Does socialism have any particular connection with equality? In the last couple of days I’ve been talking about definitions in terms of ownership, power, and institutions, but haven’t said anything about equality, even though it’s often thought to be specially linked with socialism.
I’m going to suggest that the definitions argued for so far imply a certain strong and distinctive sort of socialist equality. But first let’s distinguish some forms of equality/inequality.
First off, equality/inequality of what? In brief, two things: power and well-being or happiness. Simple enough.
But secondly, we need to distinguish different sources of equality/inequality. These are almost always mingled together in real cases, but can be distinguished analytically.
Some inequalities arise ‘naturally’, without any human action. One person might be born with larger lungs, giving them more endurance; another might be born in an area with more fertile soil.
Among the other type of inequality, social inequalities, we can distinguish those which are essential and those which are accidental with respect to a given institution. Consider, for example, the title quote of this blog:
“The law, in its majestic equality, forbids the rich as well as the poor to sleep under bridges, to beg in the streets, and to steal bread.”
The equality asserted here isn’t nothing – it would add insult to injury if the rich did have the right to steal bread, or to receive millions of pounds of public money when they run into trouble. It would also be a kick in the teeth if, say, the (generally white) rich could sleep under bridges while the (generally black) poor couldn’t, because of racial exclusions in the law.

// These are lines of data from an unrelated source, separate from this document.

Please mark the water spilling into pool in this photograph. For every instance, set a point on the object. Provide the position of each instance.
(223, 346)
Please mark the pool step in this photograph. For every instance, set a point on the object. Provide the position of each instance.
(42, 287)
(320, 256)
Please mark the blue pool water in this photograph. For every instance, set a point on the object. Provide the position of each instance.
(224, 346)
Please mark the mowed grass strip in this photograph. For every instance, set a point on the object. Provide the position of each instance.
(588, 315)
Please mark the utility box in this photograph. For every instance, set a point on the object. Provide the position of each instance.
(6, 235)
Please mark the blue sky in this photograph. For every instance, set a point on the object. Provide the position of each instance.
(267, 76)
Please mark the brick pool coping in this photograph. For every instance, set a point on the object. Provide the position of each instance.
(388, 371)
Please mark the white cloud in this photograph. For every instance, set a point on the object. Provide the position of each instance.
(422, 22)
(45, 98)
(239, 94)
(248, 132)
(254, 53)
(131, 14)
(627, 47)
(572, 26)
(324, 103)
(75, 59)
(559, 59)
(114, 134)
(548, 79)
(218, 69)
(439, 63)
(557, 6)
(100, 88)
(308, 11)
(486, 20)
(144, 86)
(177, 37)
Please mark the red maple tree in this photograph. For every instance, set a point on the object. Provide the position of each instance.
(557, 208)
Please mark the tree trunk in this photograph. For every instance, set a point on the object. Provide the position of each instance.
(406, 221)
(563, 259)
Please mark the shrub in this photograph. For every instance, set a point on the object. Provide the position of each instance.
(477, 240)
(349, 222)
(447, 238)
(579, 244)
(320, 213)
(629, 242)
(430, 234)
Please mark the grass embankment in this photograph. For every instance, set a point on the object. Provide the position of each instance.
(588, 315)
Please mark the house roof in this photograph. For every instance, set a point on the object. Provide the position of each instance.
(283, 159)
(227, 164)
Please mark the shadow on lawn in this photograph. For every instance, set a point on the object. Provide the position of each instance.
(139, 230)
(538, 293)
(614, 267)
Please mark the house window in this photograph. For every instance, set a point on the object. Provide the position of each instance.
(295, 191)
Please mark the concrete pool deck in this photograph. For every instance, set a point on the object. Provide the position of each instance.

But if these sorts of inequality are removed, the result is still substantially unequal, because the rich are still rich and the poor are still poor and this gives the former extensive legal rights to do things that others can’t.
And this inequality can’t be removed as long as property-ownership exists. Given that basic institution, inequality between owners of more property and owners or less or no property is essential, even while other inequalities (between members of certain families, or between adherents of different religions, etc.) are accidental.
So we have three sorts of inequality: natural, social-essential, and social-accidental (and in each case, inequalities either of wellbeing or of power).
We might, tongue a little in cheek, define ‘majestic’ equality as what obtains when all accidental inequalities are corrected and the remaining essential inequalities are ignored.
Socialists want more than majestic equality: the sense in which socialism involves equality is that the basic institution of socialism is one which does not involve any essential inequalities.
Property-ownership, as we’ve said, contains an essential inequality between those who own more and less property; the state, just as obviously, involves an essential inequality between those who operate the state and those who are ruled by it.
Democratic councils, by contrast, involve (almost) no essential inequality, nor (relatedly) do they involve any essential coercion. The same point can be put in the language of classes: whereas the capitalist class requires another class to exploit, and slave-owners or aristocrats likewise, the class-defining activity of the proletariat, labour, implies no other class for them to dominate. Marx says basically this in the Critique of the Gotha Program:
“Instead of…’the elimination of all social and political inequality’, it ought to have been said that with the abolition of class distinctions all social and political inequality arising from them would disappear of itself.”
There are three qualifications I think should be made here.
Firstly, it might be thought that such councils do involve an essential inequality, in the election (and hence empowerment) of delegates to larger-scale councils.
I think this would have to be accepted in principle, but the level of power-inequality involved is tiny compared to, say, that between a UK voter and their MP. Delegates are usually understood as having brief, rotating terms, and as being actively subordinated to the ongoing deliberations and evaluations of the council that selected them. So as usual everything is, strictly, a difference of degree, though not therefore unimportant.
Secondly, saying that socialism (i.e. the rule of democratic councils) involves no, or very slight, essential inequality leaves open that it may involve plenty of accidental inequalities. Individual differences in charisma or cunning, widespread bigotry, or deference to cultish beliefs are all something that would still need to be dealt with. But there’s no shame in not doing everything.
The third point concerns an ambiguity, in all this talk of ‘councils’, between workers’ councils stricto sensu, organised around a place of work, and community councils, organised around a residential area.
If the two are sharply distinguished, we might worry – and some socialists have worried – that rule by workers’ councils excludes from power those who don’t work or who don’t work in workplaces. Many of the same issues blur the distinction itself: if child-rearing or house-keeping are work, what sort of council would represent such workers?
I’m going to leave this tension between workers’ councils and community councils hanging – it’s an important issue that I don’t feel competent to resolve, and in the future, ‘after the revolution’, it may well become a major political dispute. For now though it seems that both institutions have far more convergent than divergent interests/tendencies.
As a final note, I think the same is not true of some other institutions, in particular political parties and religious groups (‘ideological’ organisations).
By and large, these take hierarchical forms, with figures at the top having substantial authority and often substantial control over membership and advancement within the organisation. The same is true, I think, of most academic institutions.
For this reason it’s probably important to avoid letting them take control of society (as in theocracies or the Stalinist one-party states), whether or not they reinforce such power with state power. Since these institutions certainly manifest ‘social power’, this is another point where I would want to dissent from Wright’s definition of socialism in terms of ‘social power’, which was where this series of posts started off.